To alter the size of the image, this should be placed before the print command.
fig = gcf;
fig.PaperUnits = 'centimeters';
fig.PaperPosition = [0 0 xLength yHeight];
Particularly useful when running an Overleaf document inside of a GitHub repository - figures can auto-update in your document.
5. Autoimporting data
I agree it is important to know how to csvread (or actually the more general version dlmread), but not all csv files or data files are easy to deal with, and often have headers, mixtures of text and numbers and can cause issues when importing.
In the “Home” tab, click on import data and select the file. You can then access the data in a MATLAB table or cell array format which preserves text and numerical inputs which are almost always in the same file together. If you click autogenerate code, you can paste this import code into the beginning of your own code, which is far easier than writing your own table import script.
6. Custom axis ticks and font defaults
When writing reports consistency in font is fairly important, and this is something that most people do not bother to do on figures.
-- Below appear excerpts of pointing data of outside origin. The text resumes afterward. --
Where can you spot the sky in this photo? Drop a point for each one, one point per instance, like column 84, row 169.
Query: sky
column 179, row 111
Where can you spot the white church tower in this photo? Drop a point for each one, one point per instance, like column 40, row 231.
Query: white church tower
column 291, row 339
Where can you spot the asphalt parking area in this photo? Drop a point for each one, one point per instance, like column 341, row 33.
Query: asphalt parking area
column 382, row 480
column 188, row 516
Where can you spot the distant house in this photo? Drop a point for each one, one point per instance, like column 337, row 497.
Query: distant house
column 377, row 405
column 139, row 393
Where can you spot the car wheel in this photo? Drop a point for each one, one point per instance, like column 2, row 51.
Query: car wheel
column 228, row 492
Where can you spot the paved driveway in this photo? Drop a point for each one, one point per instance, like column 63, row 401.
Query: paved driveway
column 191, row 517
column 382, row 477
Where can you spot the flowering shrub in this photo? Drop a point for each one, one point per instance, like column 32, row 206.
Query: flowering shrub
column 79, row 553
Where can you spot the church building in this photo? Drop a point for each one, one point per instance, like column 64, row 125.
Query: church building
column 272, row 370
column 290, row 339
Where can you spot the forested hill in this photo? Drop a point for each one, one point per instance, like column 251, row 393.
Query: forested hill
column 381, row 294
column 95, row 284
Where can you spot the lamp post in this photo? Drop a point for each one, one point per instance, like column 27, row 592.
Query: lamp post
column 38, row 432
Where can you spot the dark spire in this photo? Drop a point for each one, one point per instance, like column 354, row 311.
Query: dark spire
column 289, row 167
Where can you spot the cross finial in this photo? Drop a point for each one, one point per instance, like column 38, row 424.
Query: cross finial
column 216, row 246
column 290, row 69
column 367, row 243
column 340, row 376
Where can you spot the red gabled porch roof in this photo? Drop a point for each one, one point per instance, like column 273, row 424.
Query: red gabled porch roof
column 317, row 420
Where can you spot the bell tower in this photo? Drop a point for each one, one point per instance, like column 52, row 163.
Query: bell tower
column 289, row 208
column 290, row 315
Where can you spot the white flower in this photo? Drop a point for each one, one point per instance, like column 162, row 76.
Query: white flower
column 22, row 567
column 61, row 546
Whilst the following code is for \(\LaTeX\) font and styles, it is also possible to change to any font installed on your computer.
set(groot, 'defaultAxesTickLabelInterpreter','latex')
set(groot, 'defaultAxesFontSize', 11)
set(groot, 'defaultLegendInterpreter','latex')
set(groot,'defaultTextInterpreter','latex')
set(groot,'DefaultAxesXGrid','on')
set(groot,'DefaultAxesYGrid','on')
7. Add-ins are incredibly useful
Self explanatory but this makes MATLAB extremely versatile. Add-ins make your life easy. Here’s a few I’ve found useful:
-
gramm: emulatesggplot(or grammar of graphics plot) which makes data stand out. Has many more plot options than native MATLAB and really is a must for anything involving data and statistics presentation. -
cbrewer: gives access to more colourmaps that are used in cartography as defined by ColorBrewer (C. Brewer, M. Harrower, Pennsylvania State University). Good for much more striking and customisable colourmaps when displaying data.